All of the error recovery modes except the catastrophic mode can lead to a phenomenon called "error cascading." For example, in attempting to restart a parse at some point after an error is encountered may lead to yet more errors, because a proper restarting point was not chosen. Error repair is often not correct, either, yielding more errors as an incorrectly repaired construct is further parsed. As an example, consider an assignment statement with a missing operator:

Malt := Oranges + Grapes  Sugar * Yeast;

In this case, catastrophic mode would terminate parsing after the scanner returned the ID Sugar. Panic mode with scanning restarting after the semicolon would work pretty well in this case. Non-panic mode might restart parsing with Sugar, assuming that Sugar is the start of a new statement, which would lead to cascading errors (because then it might try to restart with Yeast after the next error is encountered, and so on).
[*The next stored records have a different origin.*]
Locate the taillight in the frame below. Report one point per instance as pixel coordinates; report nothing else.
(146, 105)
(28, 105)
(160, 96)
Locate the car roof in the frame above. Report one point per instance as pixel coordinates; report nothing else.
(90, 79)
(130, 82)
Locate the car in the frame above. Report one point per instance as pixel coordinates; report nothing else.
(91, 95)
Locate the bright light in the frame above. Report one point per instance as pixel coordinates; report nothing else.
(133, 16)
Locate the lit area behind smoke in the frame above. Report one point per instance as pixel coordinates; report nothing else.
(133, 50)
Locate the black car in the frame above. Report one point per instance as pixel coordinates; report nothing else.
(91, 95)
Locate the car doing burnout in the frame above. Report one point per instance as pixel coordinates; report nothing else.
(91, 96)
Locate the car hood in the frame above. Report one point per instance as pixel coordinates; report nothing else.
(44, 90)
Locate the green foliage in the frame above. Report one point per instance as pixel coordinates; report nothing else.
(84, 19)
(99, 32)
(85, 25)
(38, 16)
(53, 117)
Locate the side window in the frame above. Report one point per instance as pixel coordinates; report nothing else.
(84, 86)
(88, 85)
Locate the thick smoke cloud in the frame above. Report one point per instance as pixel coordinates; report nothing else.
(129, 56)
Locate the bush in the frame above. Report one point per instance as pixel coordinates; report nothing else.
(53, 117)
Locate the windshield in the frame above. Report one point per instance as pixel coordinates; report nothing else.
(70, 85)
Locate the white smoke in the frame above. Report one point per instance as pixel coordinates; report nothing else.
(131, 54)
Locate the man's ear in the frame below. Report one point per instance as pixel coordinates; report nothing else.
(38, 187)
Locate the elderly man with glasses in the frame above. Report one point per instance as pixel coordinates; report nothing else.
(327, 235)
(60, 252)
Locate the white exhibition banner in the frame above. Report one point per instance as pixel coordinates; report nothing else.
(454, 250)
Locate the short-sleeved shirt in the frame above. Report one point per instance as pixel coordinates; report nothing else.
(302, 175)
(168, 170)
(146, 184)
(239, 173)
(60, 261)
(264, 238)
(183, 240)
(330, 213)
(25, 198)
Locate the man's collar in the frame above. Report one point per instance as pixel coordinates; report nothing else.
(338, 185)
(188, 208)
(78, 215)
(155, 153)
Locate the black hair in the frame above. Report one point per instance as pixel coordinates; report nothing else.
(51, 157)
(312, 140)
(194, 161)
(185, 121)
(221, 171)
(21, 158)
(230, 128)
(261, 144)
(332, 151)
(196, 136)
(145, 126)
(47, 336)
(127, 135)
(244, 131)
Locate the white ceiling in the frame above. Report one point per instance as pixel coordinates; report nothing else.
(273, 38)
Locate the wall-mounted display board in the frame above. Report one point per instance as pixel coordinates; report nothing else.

Error repair might try to fix the construct by inserting a semicolon after Grapes and treating Sugar as the start of a new assignment statement, again leading to cascading errors.

Semantic Errors

Semantic errors are those encountered when a semantic action routine is running. The most common of these are errors related to the symbol table such as attempts to declare an identifier twice, or referring to an identifier that has not been declared. Probably the best way to handle such errors is to raise an exception that is propagated all the way out to the level in the parser where the semantic information of this semantic action (that now is in error) is no longer needed. This can also be understood by thinking of semantic records. Suppose that in processing an an arithmetic expression an undeclared variable is encountered. In this case, instead of passing back a semantic record with the lexeme corresponding to the variable, an error semantic record is returned. This error record means that IR cannot be produced for the operation that this variable was a part of, so instead of an intermediate value being returned as the semantics of the operation, an error record is further returned. If this expression is part of an assignment statement, then the error record continues to be passed back until the parser moves on to parsing the next statement (where no semantic record is needed anyway). Consider the example

X := A + B * C;

where C is an undeclared variable. In this case, the action #process_id(ID_Rec) would discover this fact and return an error in ID_Rec (that is, it would return the variant of the record that is an error record, or it would accomplish the same thing by raising an exception). The semantic action for gen_infix should at this point be called by the parser to do B*C. However, with one valid semantic record and one error record, gen_infix would just return an error record itself, representing the intermediate value for B*C. Similarly, gen_infix for A+T, where T is the semantic record for the temporary value (in this case, an error semantic record) would return an error record. Finally, gen_assign would have a semantic record for X and the error semantic record for the right hand side, and so it, too, would not generate code. In this case, no semantic record is returned from gen_assign, so the parser just continues, by parsing the next statement normally. Similar things can be accomplished with exceptions, in which the exception is passed back until the parser starts on the next statement.

Turning Off IR Generation

Regardless of where an error is encountered, in the scanner, the parser, or the semantic analyzer, it is best to turn off IR generation even though the parsing process continues (as well as static semantic checking, such as building the symbol table and checking whether variables are declared before use), because the generated IR would likely be incorrect. Other approaches include continuing to generate IR, but deleting the IR file before it can be run through an interpreter, or not allowing the code generation phase to proceed.